Collateral may be obtained based on management’s credit assessment of the customer. The amount of unfunded commitments related to standby letters of credit as of September 30, 2017 and December 31, 2016, included in the total unfunded commitments above, was $73.5 million and $77.4 million, respectively. Should the Company be obligated to perform under the standby letters of credit the Company will seek repayment from the customer for amounts paid. During the nine months ended September 30, 2017, there were seven draws on standby letters of credit totaling $191,000, which were converted to loans and subsequently repaid by the borrowers. During the nine months ended September 30, 2016, there was one draw on a standby letter of credit for $100,000, which was immediately repaid by the borrower. Most of these commitments are expected to expire without being drawn upon and the total amount does not necessarily represent future cash requirements. The potential liability for losses on standby letters of credit was included in the reserve for losses on unfunded commitments.

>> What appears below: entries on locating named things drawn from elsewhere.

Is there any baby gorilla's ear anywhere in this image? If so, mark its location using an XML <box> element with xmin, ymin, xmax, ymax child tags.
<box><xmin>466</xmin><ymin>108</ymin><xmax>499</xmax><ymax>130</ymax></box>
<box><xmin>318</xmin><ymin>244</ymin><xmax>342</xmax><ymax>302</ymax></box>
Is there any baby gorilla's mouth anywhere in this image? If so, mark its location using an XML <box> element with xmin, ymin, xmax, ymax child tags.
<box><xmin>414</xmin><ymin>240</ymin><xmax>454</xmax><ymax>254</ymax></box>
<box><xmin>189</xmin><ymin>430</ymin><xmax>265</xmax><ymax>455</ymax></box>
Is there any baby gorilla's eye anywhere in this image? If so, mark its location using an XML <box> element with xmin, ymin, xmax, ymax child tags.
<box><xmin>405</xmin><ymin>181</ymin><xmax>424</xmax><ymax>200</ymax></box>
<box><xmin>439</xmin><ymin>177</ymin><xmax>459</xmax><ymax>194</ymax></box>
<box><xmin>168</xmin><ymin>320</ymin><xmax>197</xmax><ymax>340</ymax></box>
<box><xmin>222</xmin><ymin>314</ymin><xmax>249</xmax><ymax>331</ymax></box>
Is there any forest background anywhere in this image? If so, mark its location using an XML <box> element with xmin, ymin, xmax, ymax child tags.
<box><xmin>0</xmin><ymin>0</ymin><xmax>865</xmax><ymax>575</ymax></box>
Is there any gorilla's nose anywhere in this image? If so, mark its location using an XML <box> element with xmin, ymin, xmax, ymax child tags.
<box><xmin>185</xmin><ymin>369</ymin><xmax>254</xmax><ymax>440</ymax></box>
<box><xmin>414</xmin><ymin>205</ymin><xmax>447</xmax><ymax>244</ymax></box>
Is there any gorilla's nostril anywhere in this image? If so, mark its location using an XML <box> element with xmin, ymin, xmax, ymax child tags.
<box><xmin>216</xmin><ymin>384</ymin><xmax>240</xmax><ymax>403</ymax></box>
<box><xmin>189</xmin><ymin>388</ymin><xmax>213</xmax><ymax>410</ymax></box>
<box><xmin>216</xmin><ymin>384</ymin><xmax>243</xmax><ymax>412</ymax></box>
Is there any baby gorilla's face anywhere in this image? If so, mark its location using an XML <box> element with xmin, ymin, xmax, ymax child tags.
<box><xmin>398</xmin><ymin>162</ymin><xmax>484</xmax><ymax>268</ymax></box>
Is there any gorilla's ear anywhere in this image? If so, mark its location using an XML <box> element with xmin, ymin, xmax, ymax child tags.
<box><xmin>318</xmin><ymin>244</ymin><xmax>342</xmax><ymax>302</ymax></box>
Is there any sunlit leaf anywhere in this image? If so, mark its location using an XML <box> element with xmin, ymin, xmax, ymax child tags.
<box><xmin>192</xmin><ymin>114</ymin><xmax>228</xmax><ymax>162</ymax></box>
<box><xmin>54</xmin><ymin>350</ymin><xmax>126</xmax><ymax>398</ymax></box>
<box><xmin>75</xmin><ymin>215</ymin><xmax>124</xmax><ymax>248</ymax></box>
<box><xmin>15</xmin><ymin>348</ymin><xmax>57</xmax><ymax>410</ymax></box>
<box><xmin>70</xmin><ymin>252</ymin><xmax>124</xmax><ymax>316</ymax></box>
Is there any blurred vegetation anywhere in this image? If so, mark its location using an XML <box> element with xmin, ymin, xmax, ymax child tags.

The Company has entered into risk participation agreements with financial institution counterparties for interest rate swaps related to loans in which we are a participant. The risk participation agreements provide credit protection to the financial institution counterparties should the customers fail to perform on their interest rate derivative contracts. The potential liability for outstanding obligations was included in the reserve for losses on unfunded commitments.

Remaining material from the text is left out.